Other option is to keep calling or keep your fingers crossed to get connected to the branch you want and hope the person is in office. Some people like supervisor, Mr. Manjunath comes to office only at 12 noon (he himself said this) and will not be available after 6pm
Any promise of personal follow-up from SCB is useless as you still have to call them and remind them
Proof: My interaction with Mr. Manjunath R and Miss. Arthy Jaganathan
Credit card:
This is one of the most notorious cards I have seen till date.
Ensure the free credit card given to you is used at least 4 times within the first 3 months period or so. Else you will be levied a charge of Rs.250/- for non-usage
Want to talk to their customer care more than two times in a month? Be ready to flush Rs.50/- per call from the 3rd call you make
Redeem all your points – get the gifts – wait for the statement to get generated – pay the outstanding amount and place a request for closure of card. Theoretically, after 7 working days, the card is closed. But SCBs systems are so good, that the redemption fee of Rs. 111.24/- can appear after 2 months. Now that your card is closed, the only way to make the payment is, you the customer must take the pain of either going to the bank or an ATM with a cheque. Wow!
By the way, when asked about this to the customer care, they do not accept it is their fault, they still hold you responsible. If this amount came up after 6 months, you still owe the bank. The bank is not responsible for you having closed the card long back
CEO’s office:
I was so pissed off with the customer care team that I decided to let the CEO India & South Asia Operations, Mr. Sunil Kaushal know about the service quality so others don’t have to suffer like me. Guess what!
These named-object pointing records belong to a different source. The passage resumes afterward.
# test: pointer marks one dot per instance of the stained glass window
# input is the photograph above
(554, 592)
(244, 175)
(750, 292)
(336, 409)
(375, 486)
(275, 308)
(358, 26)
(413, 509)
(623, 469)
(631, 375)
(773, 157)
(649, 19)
Not even a courtesy acknowledgement mail from CEOs office. Nice email etiquette for a British multinational banking and financial services company
First time I mailed about the quality of loan process, second time it was about the quality of credit card process. In this mail, I requested indirectly for a courtesy acknowledgement. So the mail was forwarded to the same team I was interacting with and they acknowledged receiving the mail
Conclusion:
If you choose SCB, be ready to face some or all of this. If you found reading this long post was pain, you can understand how much pain I was put through by this bank in just 2 months.
***Will post the typical process flow for loan closure in SCB shortly.